My guess is that, if you do find someone willing to hire you, it will be a small house that is looking for someone to do what is the equivalent of electronics manual labor for very low pay. The good news is that those kinds of employers are usually more more willing to let you grow into whatever level of work you are capable of even if they didn't expect it to happen.
 

Thread Starter

RUSTYWIRE

Joined Aug 28, 2023
61
Sounds like you are about my age or even a bit older. Unfortunately, companies (pretty much of any size) that are going to hire someone with minimal skills are probably looking at doing so as an investment in what you can learn and eventually become to them. That means that they are looking for someone pretty new and fresh that just currently lacks the experience -- and hence is going to be paid accordingly. They aren't looking for someone our age, who will (rightly or wrongly) be viewed as someone that is unlikely to grow beyond what they bring to the table to begin with.

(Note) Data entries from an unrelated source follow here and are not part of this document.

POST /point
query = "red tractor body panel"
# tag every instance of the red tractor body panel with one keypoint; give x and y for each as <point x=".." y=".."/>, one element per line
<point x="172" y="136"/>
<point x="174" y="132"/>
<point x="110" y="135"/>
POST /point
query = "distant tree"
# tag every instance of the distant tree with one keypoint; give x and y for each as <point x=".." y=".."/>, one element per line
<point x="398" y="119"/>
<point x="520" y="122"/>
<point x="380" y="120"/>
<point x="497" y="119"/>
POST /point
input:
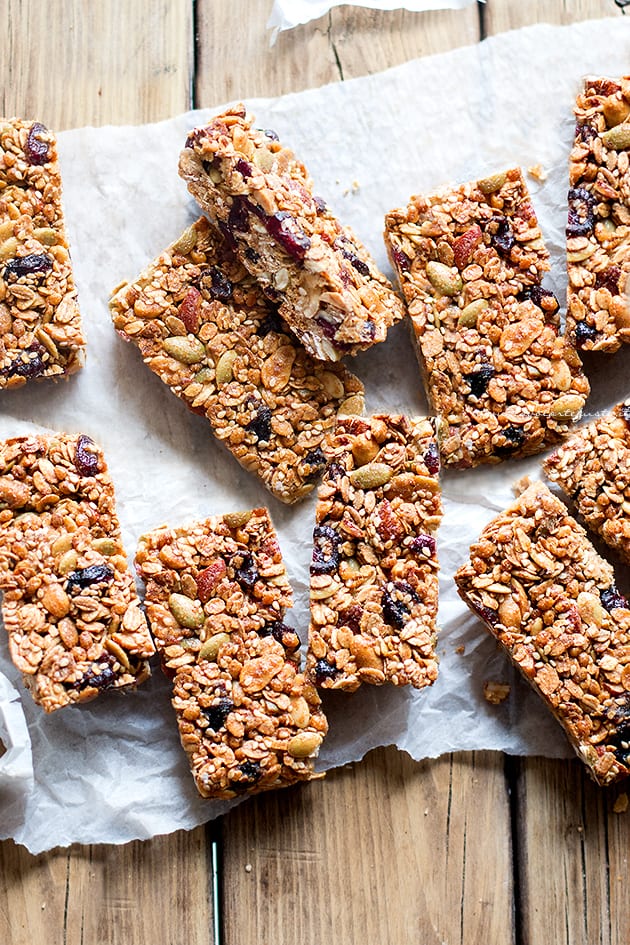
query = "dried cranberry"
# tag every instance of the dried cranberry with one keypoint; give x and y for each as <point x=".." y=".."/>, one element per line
<point x="424" y="545"/>
<point x="247" y="573"/>
<point x="36" y="150"/>
<point x="326" y="543"/>
<point x="260" y="425"/>
<point x="34" y="367"/>
<point x="324" y="671"/>
<point x="479" y="379"/>
<point x="503" y="237"/>
<point x="581" y="218"/>
<point x="351" y="617"/>
<point x="85" y="459"/>
<point x="217" y="714"/>
<point x="315" y="461"/>
<point x="584" y="333"/>
<point x="286" y="231"/>
<point x="25" y="265"/>
<point x="611" y="598"/>
<point x="432" y="459"/>
<point x="609" y="279"/>
<point x="94" y="574"/>
<point x="250" y="772"/>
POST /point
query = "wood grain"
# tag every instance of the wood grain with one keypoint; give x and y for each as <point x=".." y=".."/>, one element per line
<point x="348" y="42"/>
<point x="385" y="851"/>
<point x="72" y="62"/>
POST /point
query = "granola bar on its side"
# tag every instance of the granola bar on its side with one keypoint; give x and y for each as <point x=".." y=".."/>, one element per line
<point x="328" y="287"/>
<point x="502" y="380"/>
<point x="204" y="327"/>
<point x="545" y="594"/>
<point x="374" y="573"/>
<point x="593" y="468"/>
<point x="70" y="606"/>
<point x="216" y="598"/>
<point x="598" y="226"/>
<point x="40" y="326"/>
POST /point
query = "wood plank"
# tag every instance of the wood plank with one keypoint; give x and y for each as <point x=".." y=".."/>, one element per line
<point x="71" y="62"/>
<point x="388" y="850"/>
<point x="501" y="15"/>
<point x="572" y="856"/>
<point x="153" y="892"/>
<point x="348" y="42"/>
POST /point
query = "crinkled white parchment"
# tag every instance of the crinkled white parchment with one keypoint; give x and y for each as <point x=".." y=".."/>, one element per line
<point x="113" y="770"/>
<point x="286" y="14"/>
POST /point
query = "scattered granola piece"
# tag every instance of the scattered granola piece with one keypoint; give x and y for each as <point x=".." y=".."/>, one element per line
<point x="40" y="326"/>
<point x="329" y="289"/>
<point x="547" y="596"/>
<point x="70" y="605"/>
<point x="216" y="597"/>
<point x="374" y="571"/>
<point x="502" y="380"/>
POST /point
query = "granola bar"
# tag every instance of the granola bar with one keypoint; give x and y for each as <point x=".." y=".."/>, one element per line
<point x="593" y="468"/>
<point x="40" y="325"/>
<point x="216" y="598"/>
<point x="204" y="327"/>
<point x="502" y="380"/>
<point x="547" y="596"/>
<point x="70" y="606"/>
<point x="598" y="227"/>
<point x="374" y="587"/>
<point x="329" y="289"/>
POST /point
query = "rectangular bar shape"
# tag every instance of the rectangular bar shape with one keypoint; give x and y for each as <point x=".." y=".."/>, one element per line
<point x="328" y="287"/>
<point x="598" y="225"/>
<point x="40" y="325"/>
<point x="470" y="262"/>
<point x="374" y="584"/>
<point x="546" y="595"/>
<point x="204" y="327"/>
<point x="216" y="598"/>
<point x="70" y="606"/>
<point x="593" y="469"/>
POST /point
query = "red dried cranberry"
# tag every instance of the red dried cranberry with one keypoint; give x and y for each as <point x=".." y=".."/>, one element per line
<point x="286" y="231"/>
<point x="85" y="459"/>
<point x="260" y="425"/>
<point x="326" y="543"/>
<point x="217" y="714"/>
<point x="85" y="577"/>
<point x="584" y="333"/>
<point x="479" y="379"/>
<point x="432" y="459"/>
<point x="424" y="545"/>
<point x="503" y="237"/>
<point x="581" y="220"/>
<point x="36" y="150"/>
<point x="611" y="598"/>
<point x="26" y="265"/>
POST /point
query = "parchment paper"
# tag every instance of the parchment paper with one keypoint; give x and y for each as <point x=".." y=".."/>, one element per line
<point x="113" y="770"/>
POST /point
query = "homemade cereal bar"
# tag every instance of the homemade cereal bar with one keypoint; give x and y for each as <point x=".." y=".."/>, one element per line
<point x="70" y="606"/>
<point x="498" y="374"/>
<point x="204" y="327"/>
<point x="327" y="285"/>
<point x="374" y="574"/>
<point x="593" y="469"/>
<point x="40" y="326"/>
<point x="598" y="227"/>
<point x="546" y="595"/>
<point x="216" y="598"/>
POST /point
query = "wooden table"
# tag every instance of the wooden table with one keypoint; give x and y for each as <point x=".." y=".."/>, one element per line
<point x="471" y="848"/>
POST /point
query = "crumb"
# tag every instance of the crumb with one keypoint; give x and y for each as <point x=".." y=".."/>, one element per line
<point x="495" y="692"/>
<point x="538" y="172"/>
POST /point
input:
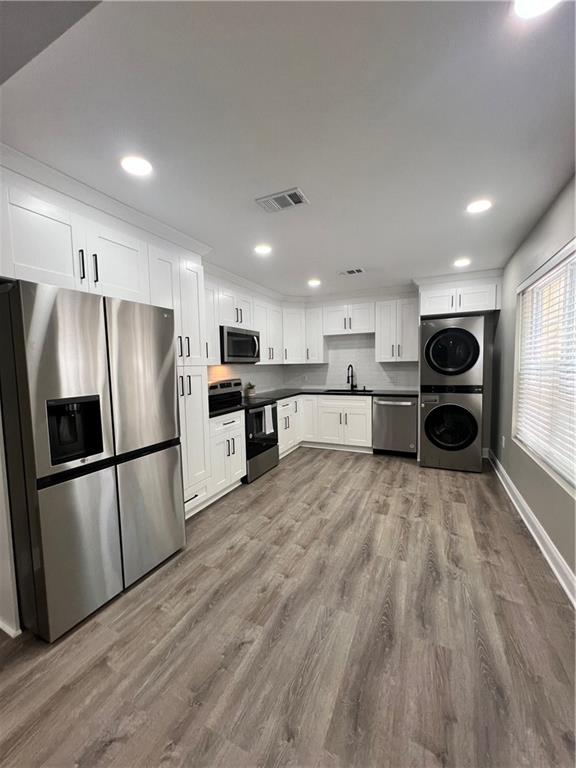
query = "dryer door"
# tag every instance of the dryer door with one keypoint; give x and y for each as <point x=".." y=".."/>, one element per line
<point x="451" y="427"/>
<point x="452" y="351"/>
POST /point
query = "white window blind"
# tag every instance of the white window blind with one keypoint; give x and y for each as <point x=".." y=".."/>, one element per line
<point x="545" y="412"/>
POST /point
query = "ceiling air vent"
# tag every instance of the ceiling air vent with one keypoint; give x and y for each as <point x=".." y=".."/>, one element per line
<point x="280" y="201"/>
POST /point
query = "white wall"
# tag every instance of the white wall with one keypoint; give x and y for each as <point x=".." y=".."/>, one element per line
<point x="549" y="501"/>
<point x="9" y="620"/>
<point x="357" y="349"/>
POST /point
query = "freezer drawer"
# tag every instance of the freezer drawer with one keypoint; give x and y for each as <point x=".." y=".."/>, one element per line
<point x="151" y="511"/>
<point x="143" y="374"/>
<point x="395" y="424"/>
<point x="80" y="549"/>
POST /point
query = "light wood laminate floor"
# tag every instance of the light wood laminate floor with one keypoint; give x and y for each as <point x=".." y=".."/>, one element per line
<point x="344" y="610"/>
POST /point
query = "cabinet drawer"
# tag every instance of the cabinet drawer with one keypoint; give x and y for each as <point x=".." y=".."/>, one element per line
<point x="230" y="421"/>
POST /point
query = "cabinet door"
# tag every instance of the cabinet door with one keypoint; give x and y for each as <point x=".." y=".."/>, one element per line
<point x="192" y="301"/>
<point x="385" y="339"/>
<point x="284" y="434"/>
<point x="117" y="264"/>
<point x="212" y="326"/>
<point x="358" y="427"/>
<point x="42" y="243"/>
<point x="314" y="336"/>
<point x="294" y="335"/>
<point x="164" y="271"/>
<point x="330" y="422"/>
<point x="407" y="326"/>
<point x="275" y="334"/>
<point x="220" y="450"/>
<point x="437" y="301"/>
<point x="237" y="458"/>
<point x="229" y="314"/>
<point x="361" y="318"/>
<point x="181" y="391"/>
<point x="197" y="431"/>
<point x="261" y="325"/>
<point x="309" y="418"/>
<point x="335" y="320"/>
<point x="244" y="307"/>
<point x="476" y="298"/>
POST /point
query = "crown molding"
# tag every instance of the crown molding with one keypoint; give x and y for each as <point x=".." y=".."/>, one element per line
<point x="37" y="171"/>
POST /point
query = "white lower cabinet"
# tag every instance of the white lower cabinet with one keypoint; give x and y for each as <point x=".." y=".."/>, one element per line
<point x="192" y="386"/>
<point x="345" y="421"/>
<point x="287" y="428"/>
<point x="227" y="451"/>
<point x="308" y="405"/>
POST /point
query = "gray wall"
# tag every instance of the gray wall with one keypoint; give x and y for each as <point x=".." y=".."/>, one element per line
<point x="552" y="505"/>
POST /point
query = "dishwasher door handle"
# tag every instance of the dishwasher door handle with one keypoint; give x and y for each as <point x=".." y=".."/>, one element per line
<point x="395" y="402"/>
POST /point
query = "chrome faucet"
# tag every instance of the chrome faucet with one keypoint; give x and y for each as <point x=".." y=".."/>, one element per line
<point x="350" y="377"/>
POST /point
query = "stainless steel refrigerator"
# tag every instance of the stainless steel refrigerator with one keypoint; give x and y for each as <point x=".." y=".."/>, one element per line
<point x="87" y="390"/>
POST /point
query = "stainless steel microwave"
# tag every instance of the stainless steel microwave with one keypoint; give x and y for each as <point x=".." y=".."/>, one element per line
<point x="238" y="345"/>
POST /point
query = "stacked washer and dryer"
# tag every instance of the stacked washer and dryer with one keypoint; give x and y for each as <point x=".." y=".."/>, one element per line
<point x="451" y="392"/>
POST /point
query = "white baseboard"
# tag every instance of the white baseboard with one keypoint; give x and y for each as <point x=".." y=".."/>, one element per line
<point x="9" y="630"/>
<point x="335" y="447"/>
<point x="559" y="566"/>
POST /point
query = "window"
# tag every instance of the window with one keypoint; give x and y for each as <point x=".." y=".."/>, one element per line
<point x="545" y="395"/>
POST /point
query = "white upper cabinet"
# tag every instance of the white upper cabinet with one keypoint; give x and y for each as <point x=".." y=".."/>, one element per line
<point x="294" y="321"/>
<point x="314" y="335"/>
<point x="349" y="318"/>
<point x="235" y="308"/>
<point x="42" y="242"/>
<point x="268" y="321"/>
<point x="165" y="289"/>
<point x="211" y="320"/>
<point x="437" y="301"/>
<point x="193" y="313"/>
<point x="117" y="263"/>
<point x="475" y="296"/>
<point x="397" y="324"/>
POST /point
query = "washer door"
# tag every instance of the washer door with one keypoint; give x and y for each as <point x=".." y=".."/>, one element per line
<point x="451" y="427"/>
<point x="452" y="351"/>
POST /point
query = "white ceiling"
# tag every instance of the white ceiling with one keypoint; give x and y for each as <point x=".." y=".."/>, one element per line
<point x="389" y="116"/>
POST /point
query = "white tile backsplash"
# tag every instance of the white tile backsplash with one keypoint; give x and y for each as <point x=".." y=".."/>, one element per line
<point x="340" y="351"/>
<point x="357" y="349"/>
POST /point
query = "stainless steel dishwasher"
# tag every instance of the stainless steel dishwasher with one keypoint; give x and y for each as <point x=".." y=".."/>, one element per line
<point x="395" y="423"/>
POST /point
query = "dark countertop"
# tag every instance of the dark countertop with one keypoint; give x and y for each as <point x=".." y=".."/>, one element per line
<point x="281" y="394"/>
<point x="264" y="398"/>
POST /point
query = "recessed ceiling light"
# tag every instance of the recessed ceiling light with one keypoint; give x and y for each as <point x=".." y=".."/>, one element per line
<point x="527" y="9"/>
<point x="137" y="166"/>
<point x="479" y="206"/>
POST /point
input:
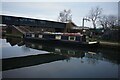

My guess is that, if you do find someone willing to hire you, it will be a small house that is looking for someone to do what is the equivalent of electronics manual labor for very low pay. The good news is that those kinds of employers are usually more more willing to let you grow into whatever level of work you are capable of even if they didn't expect it to happen.
Age discrimination. I get it but I see what you are saying.

I wonder at what threshold of skill, say with older guitar amplifiers, old stereos etc.,
(discreet through hole components, even tubes) that a person can declare and feel
that they are ready to do the real world work? I'm talking about based on deliberate
learning and hobbying style skill improvement. It's not like I'm starting from zero.
On the other hand, considering the advances in modern electronics technology and
new graduates with AS degrees, maybe I'm beating a dead horse. I do enjoy the
concept of electronics, but maybe I'll be better off just being a hobbyist.